Emisariusz Eugenio Barba

Pierwsze pytanie, na które należy znaleźć odpowiedź sięgając do źródeł włoskich, dotyczy faktycznej recepcji twórczości Teatru Laboratorium w teatrze włoskim na początku lat sześćdziesiątych, czyli w kluczowym dla niego okresie transformacji i odnowy. Już pierwsza próba konfrontacji faktów z późniejszymi narracjami historycznymi pokazuje, że artyści, krytycy a zwłaszcza teatrolodzy dokonali post factum swoistej rehabilitacji wpływu Grotowskiego ze względu na późniejsze międzynarodowe sukcesy Teatru Laboratorium z Księciem Niezłomnym.

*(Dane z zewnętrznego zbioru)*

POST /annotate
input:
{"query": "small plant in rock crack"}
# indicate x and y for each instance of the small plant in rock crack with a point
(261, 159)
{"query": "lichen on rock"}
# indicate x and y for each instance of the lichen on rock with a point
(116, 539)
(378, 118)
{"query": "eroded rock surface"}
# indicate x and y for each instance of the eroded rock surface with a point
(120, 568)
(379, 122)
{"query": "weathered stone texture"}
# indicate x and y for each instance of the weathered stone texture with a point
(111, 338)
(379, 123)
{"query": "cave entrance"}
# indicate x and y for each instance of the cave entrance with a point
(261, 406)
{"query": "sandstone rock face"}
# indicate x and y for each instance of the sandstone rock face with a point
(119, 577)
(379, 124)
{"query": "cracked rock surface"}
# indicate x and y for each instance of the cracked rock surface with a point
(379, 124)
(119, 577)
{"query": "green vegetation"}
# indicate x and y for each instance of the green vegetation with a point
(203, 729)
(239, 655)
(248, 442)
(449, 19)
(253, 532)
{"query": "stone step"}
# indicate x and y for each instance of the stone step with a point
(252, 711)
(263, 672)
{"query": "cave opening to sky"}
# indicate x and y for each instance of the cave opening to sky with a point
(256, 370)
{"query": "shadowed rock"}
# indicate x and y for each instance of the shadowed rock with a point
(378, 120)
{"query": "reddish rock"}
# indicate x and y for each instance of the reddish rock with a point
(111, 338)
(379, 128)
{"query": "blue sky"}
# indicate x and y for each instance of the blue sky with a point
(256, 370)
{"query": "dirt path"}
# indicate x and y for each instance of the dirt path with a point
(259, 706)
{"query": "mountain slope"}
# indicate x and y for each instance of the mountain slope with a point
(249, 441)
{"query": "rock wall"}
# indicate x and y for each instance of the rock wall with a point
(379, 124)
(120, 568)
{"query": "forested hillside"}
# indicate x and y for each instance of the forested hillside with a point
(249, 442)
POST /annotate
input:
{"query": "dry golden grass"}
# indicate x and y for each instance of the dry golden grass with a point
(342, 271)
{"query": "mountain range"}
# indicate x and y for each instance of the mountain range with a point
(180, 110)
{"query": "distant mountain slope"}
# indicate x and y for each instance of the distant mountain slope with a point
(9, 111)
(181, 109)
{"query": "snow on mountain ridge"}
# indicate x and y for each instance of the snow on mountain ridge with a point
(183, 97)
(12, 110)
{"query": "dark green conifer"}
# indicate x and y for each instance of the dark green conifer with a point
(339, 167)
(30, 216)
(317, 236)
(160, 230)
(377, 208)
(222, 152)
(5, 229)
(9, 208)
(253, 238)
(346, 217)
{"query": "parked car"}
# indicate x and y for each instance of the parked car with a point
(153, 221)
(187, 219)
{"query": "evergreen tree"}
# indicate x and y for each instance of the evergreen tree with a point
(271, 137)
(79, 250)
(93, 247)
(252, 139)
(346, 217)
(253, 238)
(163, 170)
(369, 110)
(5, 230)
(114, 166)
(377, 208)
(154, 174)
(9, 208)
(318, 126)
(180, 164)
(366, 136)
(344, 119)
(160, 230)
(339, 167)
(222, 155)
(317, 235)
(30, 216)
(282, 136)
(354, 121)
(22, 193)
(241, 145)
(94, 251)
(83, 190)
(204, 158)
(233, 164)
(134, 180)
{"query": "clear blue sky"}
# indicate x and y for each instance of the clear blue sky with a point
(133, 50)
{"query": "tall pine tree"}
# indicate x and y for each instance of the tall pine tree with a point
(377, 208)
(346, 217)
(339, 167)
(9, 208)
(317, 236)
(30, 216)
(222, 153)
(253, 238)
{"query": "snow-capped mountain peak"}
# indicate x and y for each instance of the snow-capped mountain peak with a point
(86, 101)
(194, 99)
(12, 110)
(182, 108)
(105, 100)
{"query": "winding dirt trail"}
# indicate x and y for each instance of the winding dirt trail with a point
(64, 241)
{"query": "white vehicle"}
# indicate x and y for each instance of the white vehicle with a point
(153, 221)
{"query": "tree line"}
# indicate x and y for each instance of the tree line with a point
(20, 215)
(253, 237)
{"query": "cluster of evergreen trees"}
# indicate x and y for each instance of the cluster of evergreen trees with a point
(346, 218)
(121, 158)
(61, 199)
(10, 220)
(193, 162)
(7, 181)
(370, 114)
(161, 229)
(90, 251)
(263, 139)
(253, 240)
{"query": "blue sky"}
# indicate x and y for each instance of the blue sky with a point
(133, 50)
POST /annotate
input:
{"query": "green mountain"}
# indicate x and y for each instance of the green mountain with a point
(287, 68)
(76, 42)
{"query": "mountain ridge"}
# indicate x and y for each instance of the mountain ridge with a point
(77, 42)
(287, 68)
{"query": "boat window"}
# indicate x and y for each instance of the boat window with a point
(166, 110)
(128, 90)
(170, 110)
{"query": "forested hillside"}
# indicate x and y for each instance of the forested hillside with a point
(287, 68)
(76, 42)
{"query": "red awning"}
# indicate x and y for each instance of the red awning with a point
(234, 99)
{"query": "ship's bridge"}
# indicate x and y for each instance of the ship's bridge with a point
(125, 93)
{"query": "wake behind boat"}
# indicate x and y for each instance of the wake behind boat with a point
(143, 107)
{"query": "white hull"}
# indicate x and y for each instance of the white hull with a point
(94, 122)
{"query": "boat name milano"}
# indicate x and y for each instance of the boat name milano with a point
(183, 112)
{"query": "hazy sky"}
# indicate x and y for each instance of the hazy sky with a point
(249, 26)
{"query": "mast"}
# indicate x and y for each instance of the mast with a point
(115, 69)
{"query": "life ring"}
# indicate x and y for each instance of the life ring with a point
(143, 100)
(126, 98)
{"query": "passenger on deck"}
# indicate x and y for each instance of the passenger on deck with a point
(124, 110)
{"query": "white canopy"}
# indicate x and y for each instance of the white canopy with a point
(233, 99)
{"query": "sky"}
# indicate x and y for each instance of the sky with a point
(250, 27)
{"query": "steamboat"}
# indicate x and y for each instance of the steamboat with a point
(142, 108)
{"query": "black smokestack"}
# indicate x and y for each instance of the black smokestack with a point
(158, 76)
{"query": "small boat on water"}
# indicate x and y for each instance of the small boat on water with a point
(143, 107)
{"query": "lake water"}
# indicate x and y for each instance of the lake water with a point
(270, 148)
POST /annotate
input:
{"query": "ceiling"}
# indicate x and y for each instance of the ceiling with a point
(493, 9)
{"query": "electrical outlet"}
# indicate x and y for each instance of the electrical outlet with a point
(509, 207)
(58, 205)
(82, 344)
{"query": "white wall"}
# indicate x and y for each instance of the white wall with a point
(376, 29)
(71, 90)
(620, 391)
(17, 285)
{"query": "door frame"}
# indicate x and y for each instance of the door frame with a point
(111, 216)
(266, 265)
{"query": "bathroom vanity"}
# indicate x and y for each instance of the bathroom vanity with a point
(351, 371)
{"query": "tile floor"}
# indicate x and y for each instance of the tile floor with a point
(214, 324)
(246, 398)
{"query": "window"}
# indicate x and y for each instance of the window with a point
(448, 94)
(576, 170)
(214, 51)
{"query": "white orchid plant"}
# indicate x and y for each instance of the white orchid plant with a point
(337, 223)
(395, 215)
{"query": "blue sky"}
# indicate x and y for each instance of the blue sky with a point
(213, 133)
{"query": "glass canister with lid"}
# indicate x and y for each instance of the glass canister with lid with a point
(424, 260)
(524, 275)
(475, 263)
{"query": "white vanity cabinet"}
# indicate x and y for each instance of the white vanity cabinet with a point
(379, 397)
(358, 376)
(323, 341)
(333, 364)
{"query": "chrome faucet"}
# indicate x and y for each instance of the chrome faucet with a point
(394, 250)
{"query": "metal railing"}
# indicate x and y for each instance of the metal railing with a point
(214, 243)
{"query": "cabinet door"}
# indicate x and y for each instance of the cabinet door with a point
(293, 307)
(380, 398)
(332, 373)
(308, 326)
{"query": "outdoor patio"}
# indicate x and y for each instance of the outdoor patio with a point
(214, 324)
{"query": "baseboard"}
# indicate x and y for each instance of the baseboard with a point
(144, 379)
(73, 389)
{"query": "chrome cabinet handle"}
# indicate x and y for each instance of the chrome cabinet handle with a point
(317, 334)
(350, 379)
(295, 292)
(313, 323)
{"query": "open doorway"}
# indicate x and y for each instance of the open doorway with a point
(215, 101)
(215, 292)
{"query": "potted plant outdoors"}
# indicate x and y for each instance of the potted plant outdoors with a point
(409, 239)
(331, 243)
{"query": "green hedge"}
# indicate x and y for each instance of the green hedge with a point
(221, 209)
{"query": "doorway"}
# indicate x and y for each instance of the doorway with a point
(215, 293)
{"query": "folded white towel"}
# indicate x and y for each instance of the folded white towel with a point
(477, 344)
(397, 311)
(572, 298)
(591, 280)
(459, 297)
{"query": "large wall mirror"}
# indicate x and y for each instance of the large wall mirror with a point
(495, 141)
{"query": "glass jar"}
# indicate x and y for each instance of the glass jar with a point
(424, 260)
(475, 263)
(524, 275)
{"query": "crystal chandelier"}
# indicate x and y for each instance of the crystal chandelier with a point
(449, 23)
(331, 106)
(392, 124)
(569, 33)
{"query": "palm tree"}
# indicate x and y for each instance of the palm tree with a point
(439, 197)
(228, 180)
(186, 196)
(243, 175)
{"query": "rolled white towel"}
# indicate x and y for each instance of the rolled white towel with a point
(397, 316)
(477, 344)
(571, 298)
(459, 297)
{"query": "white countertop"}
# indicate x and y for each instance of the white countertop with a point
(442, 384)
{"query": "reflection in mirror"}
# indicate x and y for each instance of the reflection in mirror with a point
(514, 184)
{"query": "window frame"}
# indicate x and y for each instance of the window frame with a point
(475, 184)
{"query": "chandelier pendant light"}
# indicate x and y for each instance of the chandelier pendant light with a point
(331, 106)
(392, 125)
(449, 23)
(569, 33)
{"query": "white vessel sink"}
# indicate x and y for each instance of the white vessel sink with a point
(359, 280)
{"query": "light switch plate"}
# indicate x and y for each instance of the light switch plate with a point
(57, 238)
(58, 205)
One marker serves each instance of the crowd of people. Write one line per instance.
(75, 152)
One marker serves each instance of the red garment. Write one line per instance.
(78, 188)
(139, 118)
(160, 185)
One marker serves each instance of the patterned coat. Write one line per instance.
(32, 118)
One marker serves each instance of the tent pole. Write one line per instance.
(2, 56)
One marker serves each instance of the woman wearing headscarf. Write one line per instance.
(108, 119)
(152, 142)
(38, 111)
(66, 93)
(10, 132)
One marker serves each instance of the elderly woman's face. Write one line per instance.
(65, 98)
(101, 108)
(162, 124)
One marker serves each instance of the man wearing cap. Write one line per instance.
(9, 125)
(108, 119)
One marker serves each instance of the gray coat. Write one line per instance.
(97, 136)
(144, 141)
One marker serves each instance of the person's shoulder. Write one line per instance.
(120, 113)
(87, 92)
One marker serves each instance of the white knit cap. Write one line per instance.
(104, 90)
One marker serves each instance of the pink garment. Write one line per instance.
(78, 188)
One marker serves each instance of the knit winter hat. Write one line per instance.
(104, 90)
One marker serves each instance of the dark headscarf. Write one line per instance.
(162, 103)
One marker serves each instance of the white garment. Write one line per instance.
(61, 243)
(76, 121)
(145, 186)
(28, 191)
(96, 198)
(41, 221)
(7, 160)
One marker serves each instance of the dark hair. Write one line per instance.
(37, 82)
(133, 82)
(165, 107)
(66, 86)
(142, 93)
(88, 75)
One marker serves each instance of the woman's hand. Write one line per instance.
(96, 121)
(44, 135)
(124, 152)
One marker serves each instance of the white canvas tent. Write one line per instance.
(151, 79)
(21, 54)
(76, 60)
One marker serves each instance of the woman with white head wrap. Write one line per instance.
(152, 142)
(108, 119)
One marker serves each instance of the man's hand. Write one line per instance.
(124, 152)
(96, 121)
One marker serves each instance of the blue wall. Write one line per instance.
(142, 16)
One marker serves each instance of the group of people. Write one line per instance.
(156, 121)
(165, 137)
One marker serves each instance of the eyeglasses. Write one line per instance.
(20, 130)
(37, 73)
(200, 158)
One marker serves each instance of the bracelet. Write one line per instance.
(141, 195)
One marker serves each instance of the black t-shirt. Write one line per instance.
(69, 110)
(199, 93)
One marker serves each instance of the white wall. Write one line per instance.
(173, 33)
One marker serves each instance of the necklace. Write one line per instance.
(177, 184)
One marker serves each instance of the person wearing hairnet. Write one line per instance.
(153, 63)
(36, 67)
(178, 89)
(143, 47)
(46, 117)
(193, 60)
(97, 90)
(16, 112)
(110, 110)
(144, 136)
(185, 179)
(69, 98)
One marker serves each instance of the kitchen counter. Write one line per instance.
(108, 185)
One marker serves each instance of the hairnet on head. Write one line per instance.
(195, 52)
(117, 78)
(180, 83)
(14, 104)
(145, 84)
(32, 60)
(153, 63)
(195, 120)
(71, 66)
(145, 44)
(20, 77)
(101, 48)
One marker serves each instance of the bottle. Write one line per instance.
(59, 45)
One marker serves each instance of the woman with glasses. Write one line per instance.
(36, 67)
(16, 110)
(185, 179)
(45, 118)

Po II wojnie światowej na włoskiej scenie dominował teatr monumentalny, z zamiłowaniem do przepychu i rozbudowanych scenografii lub realistyczny, podkreślający swoją dydaktyczną i moralizatorską misję wobec społeczeństwa. Najważniejszymi protagonistami tego okresu byli niekwestionowani mistrzowie reżyserii światowego formatu: Luchino Visconti (1906–1976) i Giorgio Strehler (1921–1997). Visconti, mimo iż światową sławę zawdzięczał przede wszystkim filmom, w teatrze uchodził za pierwszego reżysera w „nowoczesnym znaczeniu tego słowa, tzn. posiadającego wyraźną estetyczną wizję spektaklu”2; Strehler był współzałożycielem (wraz z Paolem Grassim, 1919–1981) i wieloletnim liderem pierwszego powojennego teatru miejskiego dotowanego ze środków państwowych – słynnego Piccolo Teatro w Mediolanie (1947), który przez dekady stanowił punkt odniesienia dla pozostałych scen instytucjonalnych i nadawał ton dyskusjom toczącym się na łamach najbardziej prestiżowych periodyków teatralnych3.

Ówcześni twórcy wytyczyli sobie ważne cele, które jednak świadczyły o pewnym opóźnieniu względem ogólnoświatowych tendencji: dookreślenie nadal mało zrozumiałej funkcji reżysera oraz odnowę języka scenicznego za sprawą poszukiwania prawdy i głębokiej polemiki z tekstem odczytywanym przez pryzmat aktualnych realiów społecznych. Niezaprzeczalnym sukcesem artystów formatu Viscontiego i Strehlera było ugruntowanie pozycji i roli reżysera, niemniej jednak w drugiej połowie lat pięćdziesiątych powoli stawało się jasne, że efekty eksperymentów z odnową języka scenicznego rozczarowują, sprowadzając się wyłącznie do moralizatorskiego dydaktyzmu. Problem polegał na tym, iż mimo stałego poszerzania możliwości inscenizatorskich, podejmowane przez reżyserów polemiki z tekstem dramatycznym nie podważały jego autorytetu i prymatu w teatrze. Był to najpoważniejszy zarzut stawiany teatrowi instytucjonalnemu przez środowiska neoawangardowe lat sześćdziesiątych. Z tych samych przyczyn jednym z najważniejszych postulatów Nowego Teatru4 stało się zakwestionowanie prymatu słowa, rozerwanie tekstu, zniszczenie jego struktury. Pierwszymi zwiastunami nadchodzących zmian były debiuty późniejszych najwybitniejszych twórców neoawangardy: aktora i pisarza Carmela Bene (1937–2002) oraz reżyserów, aktorów, scenografów i autorów: Carla Quartucciego (ur. 1938) z Compagnia Universitaria Latino-Metronio, Claudia Remondiniego (ur. 1948) z Compagnia del Teatro Vocazionale i Maria Ricciego (ur. 1932), prekursora Teatru Obrazu (wł. Teatro Immagine).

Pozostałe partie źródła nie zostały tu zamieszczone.